しばらくして先頭を歩いていた骨が足を止めた。
「次の曲がり角の向こうに魔物がいます。」
男女も子犬もいない以上骨が大事な魔物探知係だ。
「よしっ!船長とわたしで切り込むわ。アーリンとセナは魔法の準備をして。」
そう言うと黒髪は剣を抜いて走り出した。あわてて骨が後を追った。曲がり角に来ると二人は立ち止まり、曲がり角の向こうをうかがっていた。
「オークが4匹ね。」
「なーんだ。オークですか。」
私が少し安心して言うと、
「オークだからって舐めたらダメよ。奥の奴はたぶん魔法使いね。」
サオリが油断するなと言った。それにしてもオークの魔法使いか。どんな魔法を使うんだろう。
「それじゃあ。奇襲をかけるから、さっきの作戦で静かに突撃ね。」
言うなり黒髪は無言で突撃して行った。骨も無言で後を追った。やや遅れて私と守銭奴は魔法の詠唱を小声でしながら後を追った。
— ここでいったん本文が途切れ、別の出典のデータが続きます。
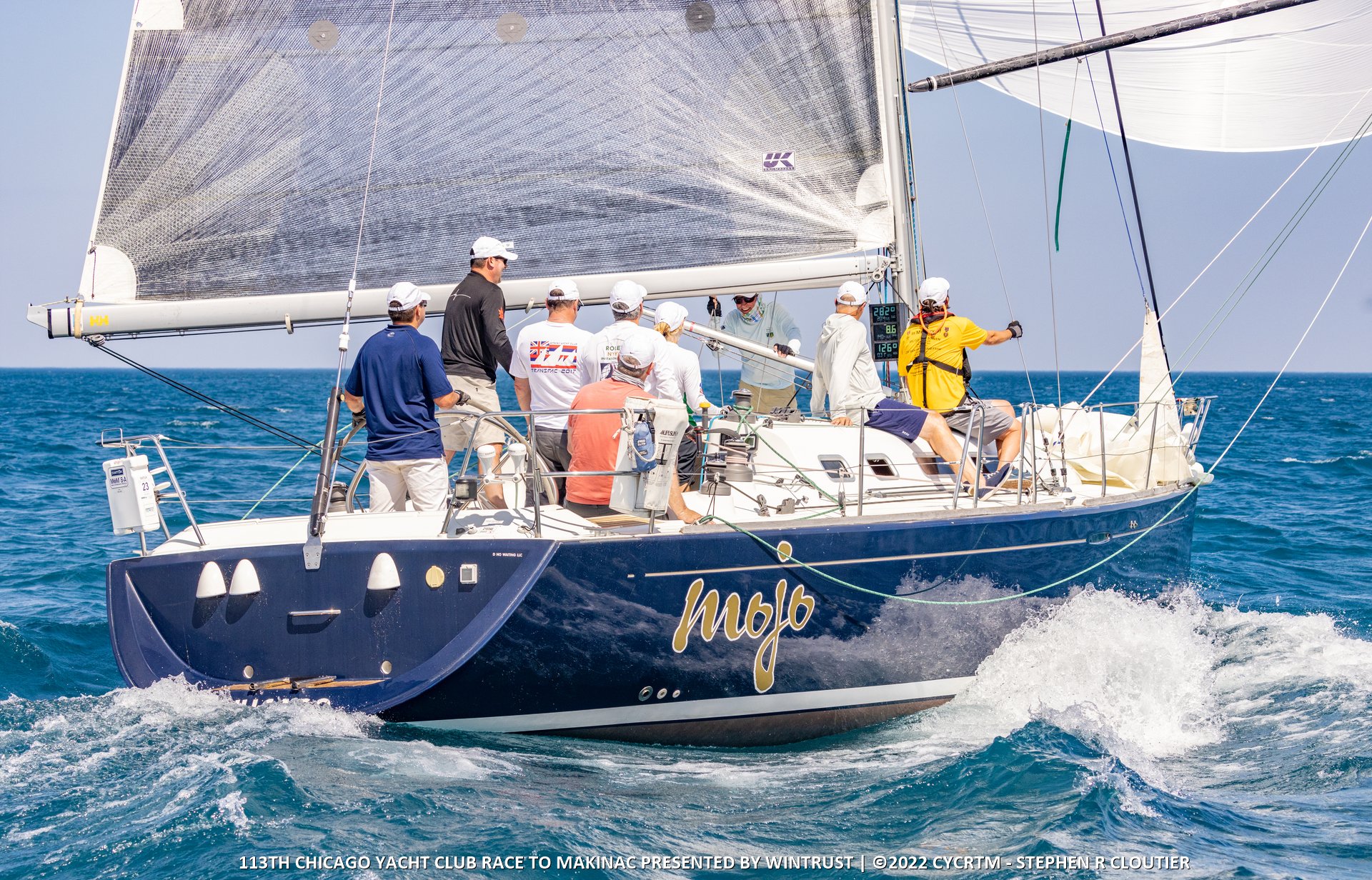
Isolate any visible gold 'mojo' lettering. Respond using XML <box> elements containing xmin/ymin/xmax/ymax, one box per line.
<box><xmin>672</xmin><ymin>577</ymin><xmax>815</xmax><ymax>694</ymax></box>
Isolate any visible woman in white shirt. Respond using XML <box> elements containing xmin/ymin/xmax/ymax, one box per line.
<box><xmin>655</xmin><ymin>301</ymin><xmax>713</xmax><ymax>414</ymax></box>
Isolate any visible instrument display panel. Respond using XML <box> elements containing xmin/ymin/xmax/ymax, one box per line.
<box><xmin>867</xmin><ymin>303</ymin><xmax>905</xmax><ymax>361</ymax></box>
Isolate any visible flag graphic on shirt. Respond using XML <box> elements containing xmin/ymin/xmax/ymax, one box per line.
<box><xmin>528</xmin><ymin>340</ymin><xmax>579</xmax><ymax>370</ymax></box>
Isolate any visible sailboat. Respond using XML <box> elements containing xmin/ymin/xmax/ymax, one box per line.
<box><xmin>29</xmin><ymin>0</ymin><xmax>1366</xmax><ymax>744</ymax></box>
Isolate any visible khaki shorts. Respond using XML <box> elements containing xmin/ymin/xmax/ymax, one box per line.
<box><xmin>367</xmin><ymin>458</ymin><xmax>447</xmax><ymax>513</ymax></box>
<box><xmin>437</xmin><ymin>376</ymin><xmax>505</xmax><ymax>452</ymax></box>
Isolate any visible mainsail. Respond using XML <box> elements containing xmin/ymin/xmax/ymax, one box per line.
<box><xmin>78</xmin><ymin>0</ymin><xmax>893</xmax><ymax>315</ymax></box>
<box><xmin>900</xmin><ymin>0</ymin><xmax>1372</xmax><ymax>152</ymax></box>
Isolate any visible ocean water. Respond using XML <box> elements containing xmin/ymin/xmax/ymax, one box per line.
<box><xmin>0</xmin><ymin>370</ymin><xmax>1372</xmax><ymax>879</ymax></box>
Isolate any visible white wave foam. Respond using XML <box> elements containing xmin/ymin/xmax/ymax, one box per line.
<box><xmin>889</xmin><ymin>581</ymin><xmax>1372</xmax><ymax>789</ymax></box>
<box><xmin>1281</xmin><ymin>449</ymin><xmax>1372</xmax><ymax>465</ymax></box>
<box><xmin>214</xmin><ymin>791</ymin><xmax>251</xmax><ymax>831</ymax></box>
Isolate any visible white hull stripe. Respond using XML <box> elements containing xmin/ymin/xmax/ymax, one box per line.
<box><xmin>410</xmin><ymin>676</ymin><xmax>971</xmax><ymax>734</ymax></box>
<box><xmin>643</xmin><ymin>516</ymin><xmax>1185</xmax><ymax>577</ymax></box>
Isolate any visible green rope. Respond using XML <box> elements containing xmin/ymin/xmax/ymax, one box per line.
<box><xmin>1053</xmin><ymin>119</ymin><xmax>1072</xmax><ymax>251</ymax></box>
<box><xmin>722</xmin><ymin>409</ymin><xmax>842</xmax><ymax>504</ymax></box>
<box><xmin>700</xmin><ymin>485</ymin><xmax>1198</xmax><ymax>606</ymax></box>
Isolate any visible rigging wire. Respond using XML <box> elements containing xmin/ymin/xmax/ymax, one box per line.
<box><xmin>1081</xmin><ymin>97</ymin><xmax>1372</xmax><ymax>403</ymax></box>
<box><xmin>88</xmin><ymin>336</ymin><xmax>357</xmax><ymax>470</ymax></box>
<box><xmin>1072</xmin><ymin>0</ymin><xmax>1148</xmax><ymax>296</ymax></box>
<box><xmin>1031</xmin><ymin>0</ymin><xmax>1072</xmax><ymax>409</ymax></box>
<box><xmin>917</xmin><ymin>0</ymin><xmax>1038</xmax><ymax>403</ymax></box>
<box><xmin>1096</xmin><ymin>0</ymin><xmax>1170</xmax><ymax>361</ymax></box>
<box><xmin>1158</xmin><ymin>118</ymin><xmax>1372</xmax><ymax>379</ymax></box>
<box><xmin>1210</xmin><ymin>211</ymin><xmax>1372</xmax><ymax>471</ymax></box>
<box><xmin>310</xmin><ymin>0</ymin><xmax>397</xmax><ymax>521</ymax></box>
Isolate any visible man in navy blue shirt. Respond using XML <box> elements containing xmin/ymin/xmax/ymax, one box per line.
<box><xmin>343</xmin><ymin>281</ymin><xmax>464</xmax><ymax>513</ymax></box>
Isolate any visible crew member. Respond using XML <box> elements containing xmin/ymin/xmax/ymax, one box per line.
<box><xmin>710</xmin><ymin>294</ymin><xmax>800</xmax><ymax>413</ymax></box>
<box><xmin>898</xmin><ymin>279</ymin><xmax>1023</xmax><ymax>485</ymax></box>
<box><xmin>579</xmin><ymin>279</ymin><xmax>677</xmax><ymax>398</ymax></box>
<box><xmin>653</xmin><ymin>301</ymin><xmax>711</xmax><ymax>482</ymax></box>
<box><xmin>564</xmin><ymin>334</ymin><xmax>700</xmax><ymax>522</ymax></box>
<box><xmin>510</xmin><ymin>279</ymin><xmax>592</xmax><ymax>500</ymax></box>
<box><xmin>443</xmin><ymin>236</ymin><xmax>519</xmax><ymax>507</ymax></box>
<box><xmin>810</xmin><ymin>281</ymin><xmax>962</xmax><ymax>467</ymax></box>
<box><xmin>343</xmin><ymin>281</ymin><xmax>462</xmax><ymax>513</ymax></box>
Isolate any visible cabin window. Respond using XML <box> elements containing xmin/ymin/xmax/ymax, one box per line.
<box><xmin>867</xmin><ymin>455</ymin><xmax>898</xmax><ymax>480</ymax></box>
<box><xmin>819</xmin><ymin>455</ymin><xmax>853</xmax><ymax>482</ymax></box>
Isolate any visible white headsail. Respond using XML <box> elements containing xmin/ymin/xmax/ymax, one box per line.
<box><xmin>30</xmin><ymin>0</ymin><xmax>895</xmax><ymax>336</ymax></box>
<box><xmin>900</xmin><ymin>0</ymin><xmax>1372</xmax><ymax>152</ymax></box>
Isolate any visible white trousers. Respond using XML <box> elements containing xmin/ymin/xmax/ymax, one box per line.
<box><xmin>367</xmin><ymin>458</ymin><xmax>447</xmax><ymax>513</ymax></box>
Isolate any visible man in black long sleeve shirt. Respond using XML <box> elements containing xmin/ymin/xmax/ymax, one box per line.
<box><xmin>442</xmin><ymin>236</ymin><xmax>519</xmax><ymax>506</ymax></box>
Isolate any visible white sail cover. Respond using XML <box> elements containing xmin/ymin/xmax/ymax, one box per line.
<box><xmin>900</xmin><ymin>0</ymin><xmax>1372</xmax><ymax>152</ymax></box>
<box><xmin>94</xmin><ymin>0</ymin><xmax>890</xmax><ymax>301</ymax></box>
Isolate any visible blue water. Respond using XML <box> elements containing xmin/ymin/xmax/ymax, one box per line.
<box><xmin>0</xmin><ymin>370</ymin><xmax>1372</xmax><ymax>879</ymax></box>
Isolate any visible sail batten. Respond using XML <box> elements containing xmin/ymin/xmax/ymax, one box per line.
<box><xmin>91</xmin><ymin>0</ymin><xmax>893</xmax><ymax>315</ymax></box>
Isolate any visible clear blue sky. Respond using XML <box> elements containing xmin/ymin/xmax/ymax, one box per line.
<box><xmin>0</xmin><ymin>0</ymin><xmax>1372</xmax><ymax>371</ymax></box>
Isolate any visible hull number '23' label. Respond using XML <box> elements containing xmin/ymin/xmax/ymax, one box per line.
<box><xmin>672</xmin><ymin>541</ymin><xmax>815</xmax><ymax>694</ymax></box>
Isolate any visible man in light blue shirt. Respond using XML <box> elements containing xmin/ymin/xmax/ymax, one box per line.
<box><xmin>723</xmin><ymin>294</ymin><xmax>800</xmax><ymax>413</ymax></box>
前衛の黒髪と骨が突然斬りこんできたのでオーク4匹はパニックになって逃げ始めた。そのうちの1匹、こん棒を持ったオークの全身が淡く光始めた。なるほどそう言う事か。これが魔物の詠唱ってやつね。だがさせるか。
「ファイアーボール!」
オークの魔法が撃たれる前に私のファイアーボールがそのオークを襲った。残りはただの雑魚魔物だ。黒髪と骨があっという間に斬り伏せた。
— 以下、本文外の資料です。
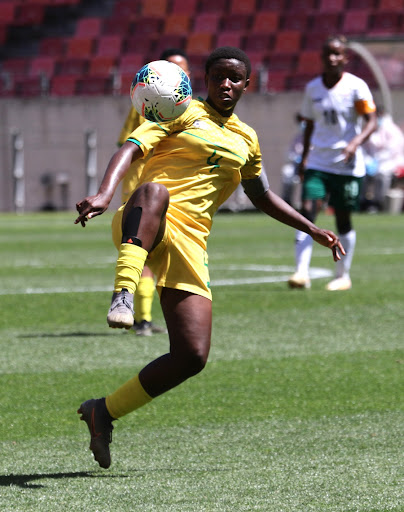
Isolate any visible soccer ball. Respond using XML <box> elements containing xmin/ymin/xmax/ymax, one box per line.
<box><xmin>130</xmin><ymin>60</ymin><xmax>192</xmax><ymax>123</ymax></box>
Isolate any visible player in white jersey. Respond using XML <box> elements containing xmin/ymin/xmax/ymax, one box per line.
<box><xmin>288</xmin><ymin>36</ymin><xmax>377</xmax><ymax>291</ymax></box>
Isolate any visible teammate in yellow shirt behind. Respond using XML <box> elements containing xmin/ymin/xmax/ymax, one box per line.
<box><xmin>118</xmin><ymin>48</ymin><xmax>191</xmax><ymax>336</ymax></box>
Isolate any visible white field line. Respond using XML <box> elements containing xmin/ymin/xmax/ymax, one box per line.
<box><xmin>0</xmin><ymin>265</ymin><xmax>333</xmax><ymax>295</ymax></box>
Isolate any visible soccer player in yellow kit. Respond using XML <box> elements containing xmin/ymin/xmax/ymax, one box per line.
<box><xmin>75</xmin><ymin>47</ymin><xmax>344</xmax><ymax>468</ymax></box>
<box><xmin>118</xmin><ymin>48</ymin><xmax>191</xmax><ymax>336</ymax></box>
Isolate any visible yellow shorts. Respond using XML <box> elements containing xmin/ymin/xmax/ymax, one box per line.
<box><xmin>112</xmin><ymin>205</ymin><xmax>212</xmax><ymax>300</ymax></box>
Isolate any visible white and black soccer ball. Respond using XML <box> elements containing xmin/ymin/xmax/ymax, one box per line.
<box><xmin>130</xmin><ymin>60</ymin><xmax>192</xmax><ymax>123</ymax></box>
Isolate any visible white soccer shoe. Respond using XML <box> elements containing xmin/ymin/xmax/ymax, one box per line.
<box><xmin>325</xmin><ymin>277</ymin><xmax>352</xmax><ymax>292</ymax></box>
<box><xmin>288</xmin><ymin>272</ymin><xmax>311</xmax><ymax>288</ymax></box>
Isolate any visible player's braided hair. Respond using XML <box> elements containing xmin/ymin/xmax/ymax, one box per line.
<box><xmin>205</xmin><ymin>46</ymin><xmax>251</xmax><ymax>78</ymax></box>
「それにしてもなんでオークが魔法を使えるんでしょうか?」
私が魔法使いオークの残した魔石を拾いながら聞くと、
「その魔法使いのオークの魔石は普通のに比べて一回り大きいでしょ。たぶんこのダンジョンは魔力の元となる瘴気が多いんだと思うの。その瘴気をたっぷり吸って育った魔物は有り余る魔力で魔法も使えるようになるんじゃないかしら。わたしは学者じゃないからあくまで推測だけど。」
黒髪が答えてくれた。確かにこのダンジョンは瘴気が強い。私も魔法の調子が良い。
「それにしてもアーリン。ナイス判断だったわ。さっきので魔物が魔法を撃つタイミングがわかったでしょ。これからもばんばん魔法を撃って私達前衛をサポートしてね。」
黒髪が褒めてくれた。うれしい。1軍の中でも足手まといにならず戦力になれた。私の魔法は今日も絶好調よ。
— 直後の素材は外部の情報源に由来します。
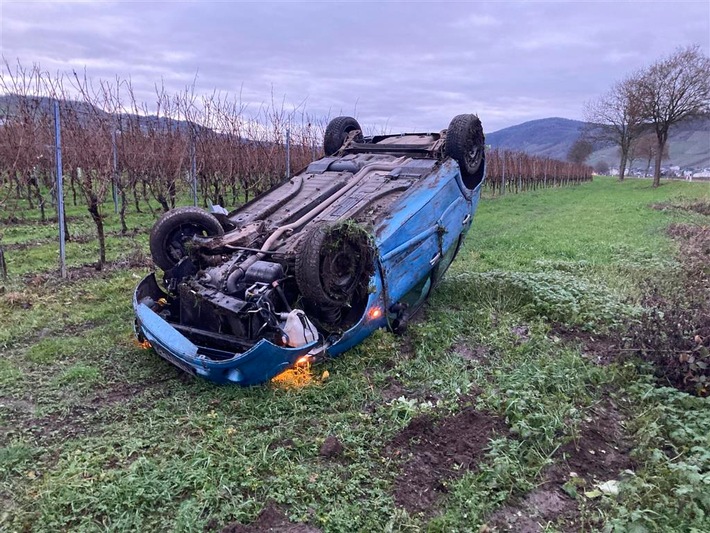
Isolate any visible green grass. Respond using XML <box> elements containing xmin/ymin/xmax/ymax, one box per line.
<box><xmin>0</xmin><ymin>179</ymin><xmax>710</xmax><ymax>531</ymax></box>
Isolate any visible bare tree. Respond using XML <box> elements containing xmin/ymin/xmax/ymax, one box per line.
<box><xmin>584</xmin><ymin>77</ymin><xmax>643</xmax><ymax>181</ymax></box>
<box><xmin>635</xmin><ymin>45</ymin><xmax>710</xmax><ymax>187</ymax></box>
<box><xmin>567</xmin><ymin>137</ymin><xmax>594</xmax><ymax>165</ymax></box>
<box><xmin>631</xmin><ymin>133</ymin><xmax>669</xmax><ymax>176</ymax></box>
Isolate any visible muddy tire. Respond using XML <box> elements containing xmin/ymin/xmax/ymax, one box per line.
<box><xmin>296</xmin><ymin>224</ymin><xmax>374</xmax><ymax>307</ymax></box>
<box><xmin>150</xmin><ymin>207</ymin><xmax>224</xmax><ymax>270</ymax></box>
<box><xmin>323</xmin><ymin>117</ymin><xmax>363</xmax><ymax>156</ymax></box>
<box><xmin>446</xmin><ymin>115</ymin><xmax>486</xmax><ymax>189</ymax></box>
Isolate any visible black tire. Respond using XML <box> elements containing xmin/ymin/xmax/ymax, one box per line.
<box><xmin>150</xmin><ymin>207</ymin><xmax>224</xmax><ymax>270</ymax></box>
<box><xmin>296</xmin><ymin>224</ymin><xmax>374</xmax><ymax>307</ymax></box>
<box><xmin>323</xmin><ymin>117</ymin><xmax>363</xmax><ymax>156</ymax></box>
<box><xmin>446</xmin><ymin>115</ymin><xmax>486</xmax><ymax>189</ymax></box>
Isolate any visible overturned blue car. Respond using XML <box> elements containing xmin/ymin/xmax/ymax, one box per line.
<box><xmin>133</xmin><ymin>115</ymin><xmax>485</xmax><ymax>386</ymax></box>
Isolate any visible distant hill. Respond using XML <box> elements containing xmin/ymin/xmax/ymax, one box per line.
<box><xmin>486</xmin><ymin>117</ymin><xmax>710</xmax><ymax>168</ymax></box>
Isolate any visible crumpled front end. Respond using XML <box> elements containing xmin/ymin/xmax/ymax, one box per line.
<box><xmin>133</xmin><ymin>273</ymin><xmax>319</xmax><ymax>386</ymax></box>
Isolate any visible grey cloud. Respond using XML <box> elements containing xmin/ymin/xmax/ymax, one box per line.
<box><xmin>0</xmin><ymin>2</ymin><xmax>710</xmax><ymax>131</ymax></box>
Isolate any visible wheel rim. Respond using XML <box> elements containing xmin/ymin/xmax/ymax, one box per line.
<box><xmin>165</xmin><ymin>224</ymin><xmax>209</xmax><ymax>263</ymax></box>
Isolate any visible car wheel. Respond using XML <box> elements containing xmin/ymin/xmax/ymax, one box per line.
<box><xmin>150</xmin><ymin>207</ymin><xmax>224</xmax><ymax>270</ymax></box>
<box><xmin>296</xmin><ymin>224</ymin><xmax>374</xmax><ymax>308</ymax></box>
<box><xmin>323</xmin><ymin>117</ymin><xmax>363</xmax><ymax>155</ymax></box>
<box><xmin>446</xmin><ymin>115</ymin><xmax>486</xmax><ymax>189</ymax></box>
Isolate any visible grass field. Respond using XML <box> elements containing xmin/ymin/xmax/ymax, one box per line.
<box><xmin>0</xmin><ymin>178</ymin><xmax>710</xmax><ymax>532</ymax></box>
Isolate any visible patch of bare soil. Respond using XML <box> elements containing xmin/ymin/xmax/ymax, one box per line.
<box><xmin>651</xmin><ymin>200</ymin><xmax>710</xmax><ymax>216</ymax></box>
<box><xmin>550</xmin><ymin>324</ymin><xmax>621</xmax><ymax>365</ymax></box>
<box><xmin>451</xmin><ymin>342</ymin><xmax>491</xmax><ymax>363</ymax></box>
<box><xmin>0</xmin><ymin>405</ymin><xmax>96</xmax><ymax>445</ymax></box>
<box><xmin>486</xmin><ymin>400</ymin><xmax>634</xmax><ymax>533</ymax></box>
<box><xmin>388</xmin><ymin>407</ymin><xmax>507</xmax><ymax>514</ymax></box>
<box><xmin>22</xmin><ymin>255</ymin><xmax>154</xmax><ymax>286</ymax></box>
<box><xmin>220</xmin><ymin>502</ymin><xmax>321</xmax><ymax>533</ymax></box>
<box><xmin>382</xmin><ymin>376</ymin><xmax>441</xmax><ymax>403</ymax></box>
<box><xmin>624</xmin><ymin>224</ymin><xmax>710</xmax><ymax>396</ymax></box>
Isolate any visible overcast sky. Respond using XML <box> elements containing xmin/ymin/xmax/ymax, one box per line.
<box><xmin>0</xmin><ymin>0</ymin><xmax>710</xmax><ymax>131</ymax></box>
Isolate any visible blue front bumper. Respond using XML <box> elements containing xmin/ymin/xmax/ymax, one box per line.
<box><xmin>133</xmin><ymin>273</ymin><xmax>387</xmax><ymax>387</ymax></box>
<box><xmin>133</xmin><ymin>274</ymin><xmax>318</xmax><ymax>386</ymax></box>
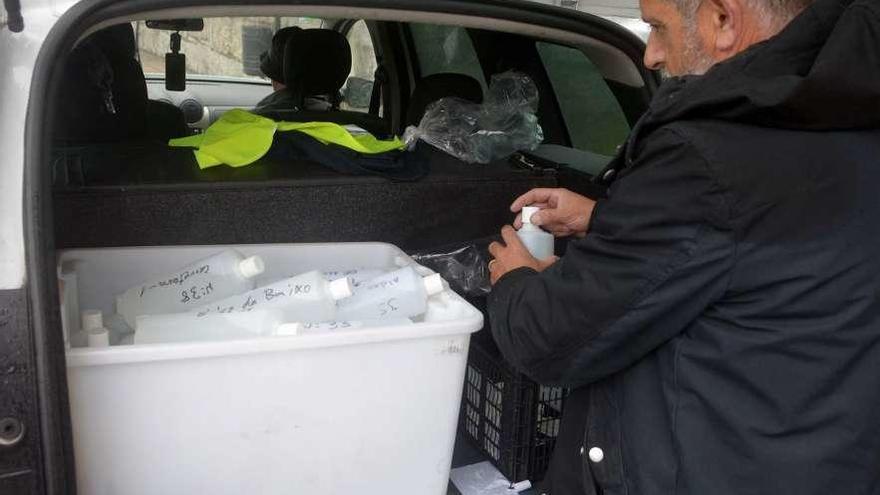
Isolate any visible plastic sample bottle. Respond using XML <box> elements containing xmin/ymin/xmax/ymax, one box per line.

今度のオーク4匹は通路の先の見通しの良い所にいた。剣や鉈を持つ者はいない。全員杖やこん棒を装備している。私達が気づいたと言う事はこいつらも当然気づいたと言う事で、全員光出した。
「ファイアーボール!」
まず、無詠唱で魔法を撃てる黒髪が口火を切った。先頭のオークを炎の球が襲った。
「「ファイアーボール!」」
私と守銭奴のファイアーボールがほぼ同時に1匹のオークを襲った。
「ブキー!」
オークの1匹も詠唱を終えたようで魔法を撃って来た。オークの前の空間が歪む。歪んだ空間が先頭の骨を襲った。骨はその風の塊をなんなく斬り伏せると魔法を撃ったオークを斬った。残りは1匹だ。こちらは魔法を撃つ前に黒髪が斬り伏せた。
「どうやら風魔法を使って来るみたいね。船長。受けてみた感じはどう?」
黒髪がオークの魔法の初被爆者の骨に聞いた。
「空気の塊みたいな物を撃って来ますが、ちょっと見えにくいけど遅いから簡単に避けれれますな。」
「ウィンドボールね。魔法を使うって言ってもたいした事なさそうね。わざわざこっちも魔法で応戦するまでもなさそうね。よし次は全員で斬りかかろう。」
「魔法使い相手に魔法を使わないで大丈夫ですか?」
私が心配して聞くと、
「大丈夫。ウィンドボールを撃ってくるだけのオークなんか雑魚よ。雑魚相手に魔法はもったいないわ。魔力を温存するべきね。」
黒髪が答えた。
私の魔法が活躍するはずが、いつものように剣での攻撃に代わってしまった。まあ、それでも良いわ。最近私も剣の極意ってやつを掴みつつあるから、剣の腕を磨くチャンスよ。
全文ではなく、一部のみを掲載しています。